Besides Zurich, Allianz is working on such a concept. “We are still in the development process and are having talks with our clients about the conditions of the policy,” said Annika Schünemann, spokeswoman of Allianz’ industrial insurer AGCS.
A couple of niche players have also brought such policies to the market. Broker Willis has developed a special product for medium-sized suppliers from the motor industry and insurer ACE provides a policy for aviation risks.
Although many risk managers and companies called for such cover in the aftermath of the volcanic eruption in April 2010, few companies have decided to buy such a policy.
“Generally I appreciate that the insurance industry is reacting to the problem of supply chain disruption without preceding property loss,” said Mathieas Kohl, Head of Corporate Insurance at Lübeck-based Drägerwerk, an international producer of medical and safety technology.
“The problem is that insurers are still lacking underwriting experiences in this field. It is difficult for them to calculate the premiums, that is why rates are still too high compared with the covered amount,” he added.
Mr Schindewolf of Daimler Insurance Service also supports the development of these new policies. “But it will take some more time until the providers have brought a sustainable concept on the market,” he said.
In his opinion one of the reasons for the slow development of new insurance covers for supply chain risks is anxious underwriters. “There are too many people taking part in the developing process who all want to avoid mistakes,” he said. “But I think if an insurer works on such a policy, more sense of proportion and entrepreneurial courage is needed.”

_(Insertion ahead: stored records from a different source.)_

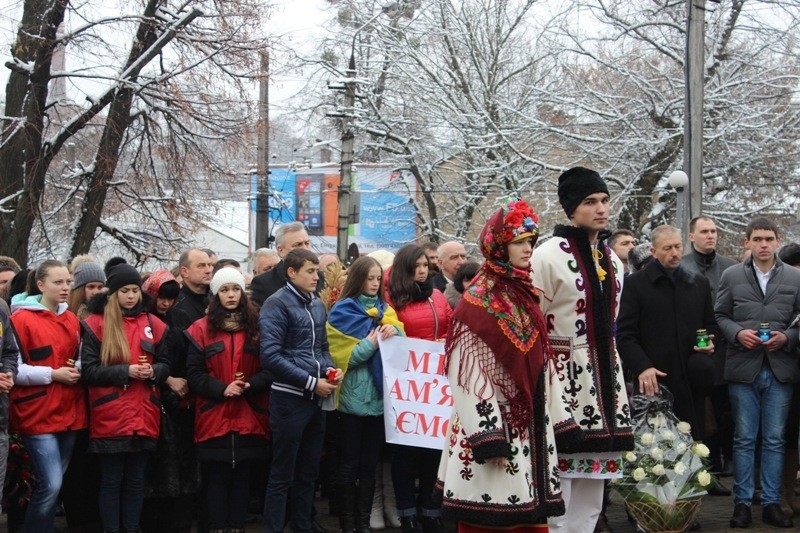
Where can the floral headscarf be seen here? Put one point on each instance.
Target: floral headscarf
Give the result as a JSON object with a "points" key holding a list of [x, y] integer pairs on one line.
{"points": [[516, 333]]}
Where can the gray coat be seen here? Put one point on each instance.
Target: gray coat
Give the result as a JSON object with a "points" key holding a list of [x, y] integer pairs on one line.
{"points": [[741, 305], [707, 265], [711, 266], [8, 358]]}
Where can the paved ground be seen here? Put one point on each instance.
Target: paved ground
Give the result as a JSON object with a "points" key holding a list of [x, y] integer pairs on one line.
{"points": [[715, 512]]}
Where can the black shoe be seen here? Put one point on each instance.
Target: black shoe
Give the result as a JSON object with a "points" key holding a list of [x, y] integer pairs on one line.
{"points": [[409, 524], [718, 489], [771, 514], [727, 471], [602, 525], [431, 524], [741, 516]]}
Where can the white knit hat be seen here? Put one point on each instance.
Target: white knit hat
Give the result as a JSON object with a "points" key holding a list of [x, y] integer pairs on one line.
{"points": [[383, 257], [224, 276]]}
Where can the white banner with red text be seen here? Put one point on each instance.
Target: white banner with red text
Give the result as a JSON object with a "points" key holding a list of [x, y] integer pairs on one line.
{"points": [[416, 394]]}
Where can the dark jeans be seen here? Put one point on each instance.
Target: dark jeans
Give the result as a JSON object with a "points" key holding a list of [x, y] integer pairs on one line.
{"points": [[298, 430], [407, 462], [122, 489], [360, 443], [227, 494]]}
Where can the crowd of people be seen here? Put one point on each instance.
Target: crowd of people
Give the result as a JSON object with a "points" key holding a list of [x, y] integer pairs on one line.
{"points": [[149, 401]]}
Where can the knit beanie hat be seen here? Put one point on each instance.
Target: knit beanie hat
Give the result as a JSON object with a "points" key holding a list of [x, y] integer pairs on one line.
{"points": [[576, 184], [161, 284], [384, 258], [121, 275], [88, 273], [224, 276]]}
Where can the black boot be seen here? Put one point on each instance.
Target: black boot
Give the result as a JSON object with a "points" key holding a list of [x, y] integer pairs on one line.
{"points": [[347, 507], [432, 524], [364, 495], [409, 524]]}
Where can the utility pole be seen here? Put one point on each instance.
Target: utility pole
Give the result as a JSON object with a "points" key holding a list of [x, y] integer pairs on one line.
{"points": [[262, 151], [346, 169], [693, 116]]}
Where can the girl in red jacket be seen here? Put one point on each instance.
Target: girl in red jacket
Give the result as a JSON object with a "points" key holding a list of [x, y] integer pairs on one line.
{"points": [[224, 370], [47, 407], [124, 362], [425, 314]]}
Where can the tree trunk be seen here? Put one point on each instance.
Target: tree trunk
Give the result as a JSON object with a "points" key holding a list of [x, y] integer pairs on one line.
{"points": [[23, 159]]}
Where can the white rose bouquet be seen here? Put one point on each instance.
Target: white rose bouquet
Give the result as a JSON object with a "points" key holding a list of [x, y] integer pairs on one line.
{"points": [[666, 474]]}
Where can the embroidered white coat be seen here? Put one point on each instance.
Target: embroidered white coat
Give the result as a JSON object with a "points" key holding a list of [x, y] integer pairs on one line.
{"points": [[527, 490], [598, 399]]}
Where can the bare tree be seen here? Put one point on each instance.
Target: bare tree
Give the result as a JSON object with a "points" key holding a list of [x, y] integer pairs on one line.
{"points": [[445, 91], [622, 69], [170, 121]]}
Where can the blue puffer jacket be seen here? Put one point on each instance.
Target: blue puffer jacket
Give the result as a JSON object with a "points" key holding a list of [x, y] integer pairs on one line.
{"points": [[294, 343]]}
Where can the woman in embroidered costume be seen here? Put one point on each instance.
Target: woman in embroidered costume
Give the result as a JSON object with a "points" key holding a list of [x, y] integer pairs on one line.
{"points": [[499, 465], [355, 322]]}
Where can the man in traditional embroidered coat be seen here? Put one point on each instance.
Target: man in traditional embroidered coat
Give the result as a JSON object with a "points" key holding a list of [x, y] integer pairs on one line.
{"points": [[580, 281]]}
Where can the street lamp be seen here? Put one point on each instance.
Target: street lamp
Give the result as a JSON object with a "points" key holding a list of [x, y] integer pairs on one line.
{"points": [[348, 135], [678, 180]]}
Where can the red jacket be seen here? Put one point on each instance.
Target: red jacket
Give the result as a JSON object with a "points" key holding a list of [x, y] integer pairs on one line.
{"points": [[212, 362], [121, 406], [429, 319], [47, 339]]}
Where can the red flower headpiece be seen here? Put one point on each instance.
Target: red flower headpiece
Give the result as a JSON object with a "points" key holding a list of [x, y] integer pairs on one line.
{"points": [[519, 221]]}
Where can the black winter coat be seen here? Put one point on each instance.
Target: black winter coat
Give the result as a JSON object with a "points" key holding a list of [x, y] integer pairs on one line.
{"points": [[657, 327]]}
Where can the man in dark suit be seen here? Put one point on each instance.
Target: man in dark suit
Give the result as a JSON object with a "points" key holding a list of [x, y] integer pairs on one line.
{"points": [[662, 308], [452, 255], [287, 237]]}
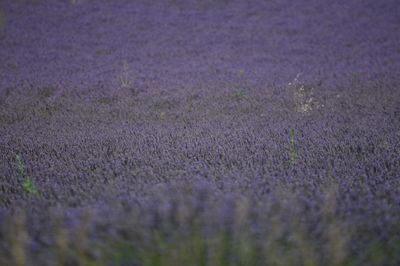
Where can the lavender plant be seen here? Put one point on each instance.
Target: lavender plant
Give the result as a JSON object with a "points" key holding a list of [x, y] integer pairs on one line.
{"points": [[194, 170], [28, 185]]}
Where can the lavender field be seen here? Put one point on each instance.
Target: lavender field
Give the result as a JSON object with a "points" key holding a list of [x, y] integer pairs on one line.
{"points": [[199, 132]]}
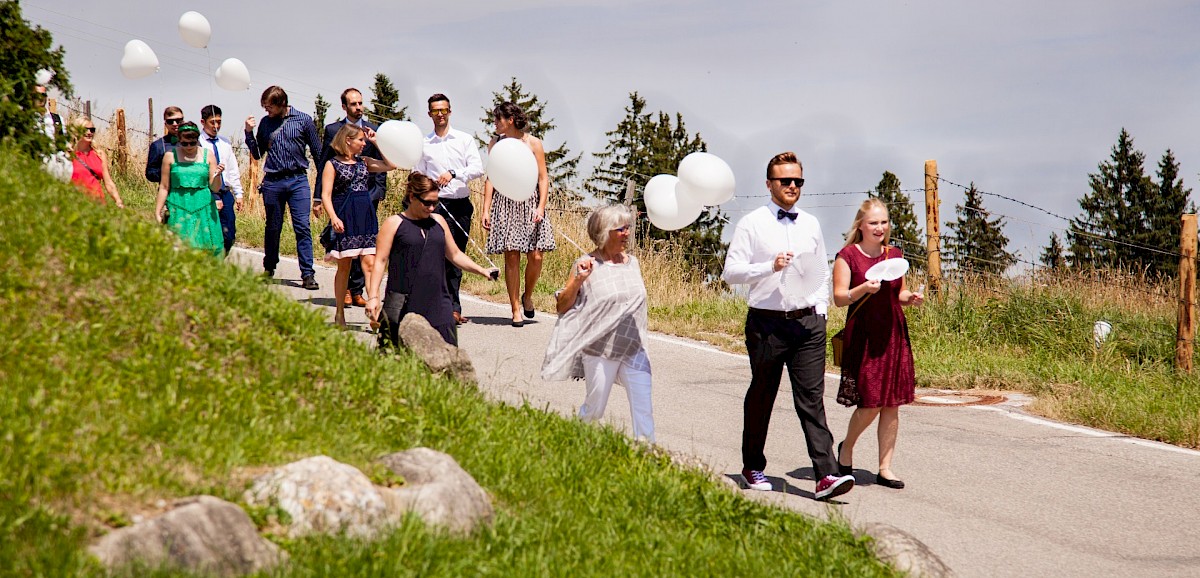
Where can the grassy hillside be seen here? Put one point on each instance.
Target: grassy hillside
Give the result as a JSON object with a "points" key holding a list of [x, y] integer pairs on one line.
{"points": [[137, 371]]}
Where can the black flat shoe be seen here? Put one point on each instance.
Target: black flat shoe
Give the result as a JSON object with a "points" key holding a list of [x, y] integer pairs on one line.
{"points": [[844, 470]]}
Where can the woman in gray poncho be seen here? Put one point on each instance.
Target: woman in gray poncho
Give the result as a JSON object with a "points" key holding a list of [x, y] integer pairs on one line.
{"points": [[601, 323]]}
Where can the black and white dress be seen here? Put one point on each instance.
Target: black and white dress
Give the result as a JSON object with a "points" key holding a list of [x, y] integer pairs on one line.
{"points": [[513, 227]]}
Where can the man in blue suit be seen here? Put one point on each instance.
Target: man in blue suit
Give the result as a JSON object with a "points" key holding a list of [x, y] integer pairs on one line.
{"points": [[172, 116], [352, 102]]}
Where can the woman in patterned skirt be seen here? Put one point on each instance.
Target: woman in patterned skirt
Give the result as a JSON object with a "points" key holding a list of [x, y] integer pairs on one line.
{"points": [[346, 198], [519, 227], [877, 357]]}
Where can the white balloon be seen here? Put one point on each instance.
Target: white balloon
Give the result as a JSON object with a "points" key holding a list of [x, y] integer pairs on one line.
{"points": [[666, 208], [706, 178], [513, 169], [232, 74], [195, 29], [401, 143], [138, 60]]}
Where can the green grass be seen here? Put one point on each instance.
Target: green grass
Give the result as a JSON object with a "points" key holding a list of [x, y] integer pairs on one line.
{"points": [[136, 369]]}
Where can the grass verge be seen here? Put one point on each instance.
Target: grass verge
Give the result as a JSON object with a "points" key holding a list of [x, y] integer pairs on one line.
{"points": [[137, 369]]}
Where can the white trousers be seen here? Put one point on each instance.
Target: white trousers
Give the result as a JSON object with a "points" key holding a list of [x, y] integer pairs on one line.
{"points": [[600, 373]]}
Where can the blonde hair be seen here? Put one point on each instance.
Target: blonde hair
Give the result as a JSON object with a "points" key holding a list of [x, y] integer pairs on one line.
{"points": [[856, 233], [342, 139], [606, 218]]}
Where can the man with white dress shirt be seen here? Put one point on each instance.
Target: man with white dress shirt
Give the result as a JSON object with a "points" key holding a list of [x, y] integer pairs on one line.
{"points": [[221, 152], [451, 158], [785, 326]]}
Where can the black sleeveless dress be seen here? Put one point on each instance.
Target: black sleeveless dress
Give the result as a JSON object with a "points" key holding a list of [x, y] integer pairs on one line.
{"points": [[417, 268]]}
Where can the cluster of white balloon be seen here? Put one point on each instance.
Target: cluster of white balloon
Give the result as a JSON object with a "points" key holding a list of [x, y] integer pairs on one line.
{"points": [[139, 59], [676, 202]]}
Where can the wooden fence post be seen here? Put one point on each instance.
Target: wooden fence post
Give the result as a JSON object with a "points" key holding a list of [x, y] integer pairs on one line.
{"points": [[123, 144], [1186, 327], [933, 229], [630, 192]]}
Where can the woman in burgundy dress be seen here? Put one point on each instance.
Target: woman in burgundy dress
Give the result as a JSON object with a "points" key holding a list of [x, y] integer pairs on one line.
{"points": [[877, 357]]}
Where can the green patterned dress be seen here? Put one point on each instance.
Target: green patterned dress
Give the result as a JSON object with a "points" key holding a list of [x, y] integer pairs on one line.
{"points": [[193, 215]]}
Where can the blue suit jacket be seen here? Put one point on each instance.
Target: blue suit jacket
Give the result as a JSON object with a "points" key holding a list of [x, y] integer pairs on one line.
{"points": [[377, 182]]}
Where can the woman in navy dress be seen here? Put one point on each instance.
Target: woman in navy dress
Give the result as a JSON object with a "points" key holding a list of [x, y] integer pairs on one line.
{"points": [[877, 356], [413, 250], [346, 198]]}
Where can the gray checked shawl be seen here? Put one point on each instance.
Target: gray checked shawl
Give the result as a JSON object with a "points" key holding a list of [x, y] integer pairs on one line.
{"points": [[607, 320]]}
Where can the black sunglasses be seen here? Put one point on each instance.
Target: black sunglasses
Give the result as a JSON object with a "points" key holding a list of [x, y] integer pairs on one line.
{"points": [[786, 181]]}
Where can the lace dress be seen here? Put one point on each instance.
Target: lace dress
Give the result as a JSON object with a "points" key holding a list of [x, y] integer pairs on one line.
{"points": [[877, 356], [352, 203]]}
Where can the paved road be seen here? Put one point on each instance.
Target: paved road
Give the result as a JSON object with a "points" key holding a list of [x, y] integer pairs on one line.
{"points": [[993, 491]]}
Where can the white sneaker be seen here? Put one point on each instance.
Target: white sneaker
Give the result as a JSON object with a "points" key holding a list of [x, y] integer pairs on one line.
{"points": [[833, 486], [756, 480]]}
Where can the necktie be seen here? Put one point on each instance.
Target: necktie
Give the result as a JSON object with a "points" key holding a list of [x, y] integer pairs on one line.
{"points": [[216, 156]]}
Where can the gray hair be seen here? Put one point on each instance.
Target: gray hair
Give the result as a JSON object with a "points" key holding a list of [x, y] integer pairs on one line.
{"points": [[606, 218]]}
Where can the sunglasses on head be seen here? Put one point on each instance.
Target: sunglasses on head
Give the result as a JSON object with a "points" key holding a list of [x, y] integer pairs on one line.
{"points": [[786, 181]]}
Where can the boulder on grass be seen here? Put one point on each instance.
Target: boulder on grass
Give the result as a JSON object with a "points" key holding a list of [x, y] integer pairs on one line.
{"points": [[201, 535], [322, 495], [438, 491], [423, 339], [905, 553]]}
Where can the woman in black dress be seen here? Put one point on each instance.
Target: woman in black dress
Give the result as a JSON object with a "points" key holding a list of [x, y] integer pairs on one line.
{"points": [[413, 250]]}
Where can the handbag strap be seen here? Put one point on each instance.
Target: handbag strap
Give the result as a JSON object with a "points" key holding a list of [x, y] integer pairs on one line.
{"points": [[886, 252]]}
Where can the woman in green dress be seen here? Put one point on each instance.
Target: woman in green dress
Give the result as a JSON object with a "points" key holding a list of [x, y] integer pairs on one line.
{"points": [[186, 192]]}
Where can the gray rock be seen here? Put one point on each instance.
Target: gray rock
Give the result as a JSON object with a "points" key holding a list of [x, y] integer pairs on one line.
{"points": [[423, 339], [438, 491], [905, 553], [202, 534], [322, 495]]}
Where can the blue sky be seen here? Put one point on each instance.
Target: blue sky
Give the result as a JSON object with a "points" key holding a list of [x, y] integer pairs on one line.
{"points": [[1021, 97]]}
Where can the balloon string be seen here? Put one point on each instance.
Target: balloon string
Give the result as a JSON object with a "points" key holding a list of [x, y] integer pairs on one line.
{"points": [[455, 221]]}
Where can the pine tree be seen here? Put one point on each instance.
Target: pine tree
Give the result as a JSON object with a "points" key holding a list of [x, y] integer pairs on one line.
{"points": [[1169, 203], [646, 144], [905, 227], [977, 242], [561, 166], [24, 49], [1114, 226], [1053, 254], [383, 104], [319, 107]]}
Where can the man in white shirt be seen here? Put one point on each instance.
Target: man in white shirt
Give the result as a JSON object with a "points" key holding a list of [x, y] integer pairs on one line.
{"points": [[785, 325], [451, 158], [221, 152]]}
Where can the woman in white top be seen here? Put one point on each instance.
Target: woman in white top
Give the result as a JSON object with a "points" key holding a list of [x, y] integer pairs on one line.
{"points": [[600, 333]]}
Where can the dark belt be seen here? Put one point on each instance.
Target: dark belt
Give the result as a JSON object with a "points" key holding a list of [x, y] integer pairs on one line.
{"points": [[785, 314], [282, 174]]}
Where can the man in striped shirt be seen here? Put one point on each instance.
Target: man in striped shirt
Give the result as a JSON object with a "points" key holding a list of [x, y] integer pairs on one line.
{"points": [[282, 136]]}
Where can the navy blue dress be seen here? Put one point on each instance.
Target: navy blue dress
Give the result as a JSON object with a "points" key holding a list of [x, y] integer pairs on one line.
{"points": [[352, 203], [417, 268]]}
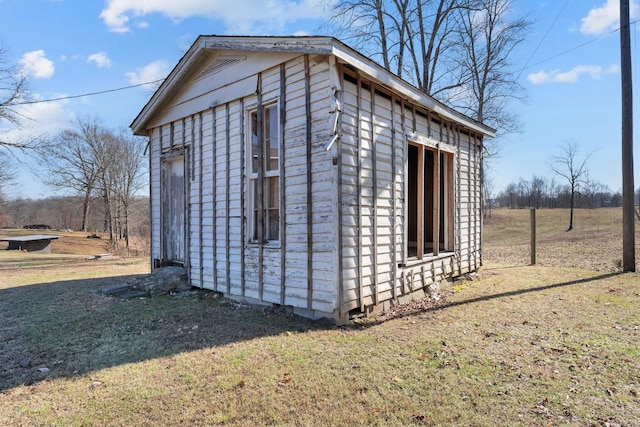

Mr Kohl criticised the construction of the Zurich policy that is based on two pillars—a risk analysis and an insurance cover. In the analysis the insurer works in cooperation with clients to explore all potential risks in a company’s supply chain. “This risk analysis is not especially extensive,” he said. “Our company is already at a more advanced stage.” The same is true for most other large companies, believes Mr Kohl. “The mere insurance cover is then much too expensive.”
According to Mr Schindewolf there is another problem. “The insurers have unrealistic ideas of transparency,” he said. “To analyse all levels of suppliers, which are highly interdependent, is for a large company like ours almost impossible.”
To inform the insurer once every three months about new suppliers, a new risk or new clients is difficult even for large companies to execute, he said.